I personally think Middle School and High School is partly to blame. I know they teach Abstinence and Heterosexual friendly sex-education only classes here and then they wonder why so many people get an STD of some sort and girls getting pregnant. Really, students need to be taught how to protect their self when it comes to sex... otherwise they will do what the older people have done, and protection during sex has never been as well taught as it should be. If they have unprotected sex as teenagers, when they're in more diverse crowds the same practices are still in play. I know when I attended my little brother's PTA meetings, it came up and there were only three out of like the 45 parents that actually attended want Sex-education to include more than abstinence. I was the only one that wanted them to include homosexual sexual protection. Then that year 11 girls, one in middle school, were pregnant. There was also a small syphilis outbreak as well. Now the next fall school term (August 2008) they are teaching safer sex in health classes in my school district, but still on heterosexual topics and completely surrounding the condom, and abstinence. I still think it's not enough, but at least it's a step. It wasn't because my preaching changed their minds.. it was because it has become a problem that has led to dangerous lifestyles.

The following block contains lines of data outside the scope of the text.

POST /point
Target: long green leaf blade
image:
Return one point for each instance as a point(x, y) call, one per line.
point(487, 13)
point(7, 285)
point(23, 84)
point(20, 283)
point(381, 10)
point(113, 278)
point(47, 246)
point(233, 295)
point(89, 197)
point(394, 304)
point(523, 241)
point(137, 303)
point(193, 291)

People don't get tested also, because they think they don't need to. They also don't get tested enough, and I think, a person should test after every new sexual partner. Also, every time they perform unprotected sex. Even people in "committed" relationships should test regularly. I personally get myself tested two times a year, but I don't get out of the house much anymore.
I have also heard a lecture on safe-sex and the speaker said, "some people think the only way people get aids or any other disease is through sharing needles." I don't know how large that number is, or if it was just a, "wake up and listen" shock-tactic to keep people interested in the lecture at hand.. but I hope that's a small number of people that was representing that idea.